Unfortunately, our results also suggest that organisations could do more to support employees’ perceived need to update their skills. When we asked employees to what extent they are satisfied with how their organisation is helping them prepare for the changes necessary for working in a digital environment, only 34 per cent of respondents, across the digital maturity spectrum, on average indicated that they are satisfied. These results demonstrate considerable variation across organisational maturity, with digitally maturing companies doing considerably more to help their employees develop the skills they need to compete. While 59 per cent of respondents from digitally maturing organisations are satisfied with how their company is helping them prepare for changes necessary for working in a digital environment, only 13 per cent of employees at early-stage companies and 29 per cent at developing-stage companies feel that way. (See Figure 6.)

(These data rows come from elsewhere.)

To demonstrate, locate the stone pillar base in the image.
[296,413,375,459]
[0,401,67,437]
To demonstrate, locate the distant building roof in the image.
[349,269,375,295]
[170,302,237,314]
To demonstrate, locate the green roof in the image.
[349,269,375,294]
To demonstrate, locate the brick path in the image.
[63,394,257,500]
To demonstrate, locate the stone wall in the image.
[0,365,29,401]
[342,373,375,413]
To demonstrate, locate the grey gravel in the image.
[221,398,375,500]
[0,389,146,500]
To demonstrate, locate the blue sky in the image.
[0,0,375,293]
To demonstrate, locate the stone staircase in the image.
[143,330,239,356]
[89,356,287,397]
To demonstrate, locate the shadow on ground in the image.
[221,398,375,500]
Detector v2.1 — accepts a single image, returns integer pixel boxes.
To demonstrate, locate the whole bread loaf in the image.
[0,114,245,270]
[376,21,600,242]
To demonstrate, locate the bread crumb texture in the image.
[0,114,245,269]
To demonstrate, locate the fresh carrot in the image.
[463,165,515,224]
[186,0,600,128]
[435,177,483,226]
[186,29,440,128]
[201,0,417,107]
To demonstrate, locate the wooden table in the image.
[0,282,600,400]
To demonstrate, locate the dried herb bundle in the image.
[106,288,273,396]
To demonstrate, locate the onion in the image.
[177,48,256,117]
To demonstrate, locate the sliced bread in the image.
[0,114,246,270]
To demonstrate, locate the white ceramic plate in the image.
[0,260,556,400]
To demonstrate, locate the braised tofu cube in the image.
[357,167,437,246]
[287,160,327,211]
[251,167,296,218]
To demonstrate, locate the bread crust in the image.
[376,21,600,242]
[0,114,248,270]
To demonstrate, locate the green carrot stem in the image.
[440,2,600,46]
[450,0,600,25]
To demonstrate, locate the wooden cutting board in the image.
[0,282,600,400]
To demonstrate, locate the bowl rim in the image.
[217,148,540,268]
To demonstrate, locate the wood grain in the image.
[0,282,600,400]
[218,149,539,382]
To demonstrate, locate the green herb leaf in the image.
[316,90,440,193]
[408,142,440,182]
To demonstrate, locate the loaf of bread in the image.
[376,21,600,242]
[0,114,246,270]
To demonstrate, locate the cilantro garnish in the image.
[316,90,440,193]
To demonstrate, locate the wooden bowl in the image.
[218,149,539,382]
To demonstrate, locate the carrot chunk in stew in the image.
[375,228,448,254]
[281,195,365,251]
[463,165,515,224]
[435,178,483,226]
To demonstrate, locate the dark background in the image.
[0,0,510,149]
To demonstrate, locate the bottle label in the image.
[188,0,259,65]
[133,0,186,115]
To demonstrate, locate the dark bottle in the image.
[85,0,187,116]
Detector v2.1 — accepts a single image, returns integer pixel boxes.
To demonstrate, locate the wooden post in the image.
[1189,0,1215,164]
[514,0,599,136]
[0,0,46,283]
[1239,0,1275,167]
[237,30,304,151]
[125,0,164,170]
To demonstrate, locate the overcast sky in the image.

What is the reason behind significant dissatisfaction with skill development support? Our survey results suggest the key reason is obvious: When asked an open-response question about how their company is supporting the development of digital skills, nearly 30 per cent of respondents from early-stage companies explicitly said in their text response that their company provides little to no support for developing digital skills. Respondents actually wrote in “none” or some variant. (See Figure 7.)

Beyond training to experience

Another explanation for the dissatisfaction could be in how these companies are helping employees develop digital skills. Companies may rely too heavily on studying and being taught, while undervaluing the role of the practising and experiencing sides of learning. Employees from digitally maturing companies are more likely to say on-the-job training and workplace environment are bigger sources of digital skill development. GE’s Semper takes it a step further, noting that in regards to the company’s FastWorks training courses, “our data tells us that just going to a training programme has absolutely no impact on behaviour change.”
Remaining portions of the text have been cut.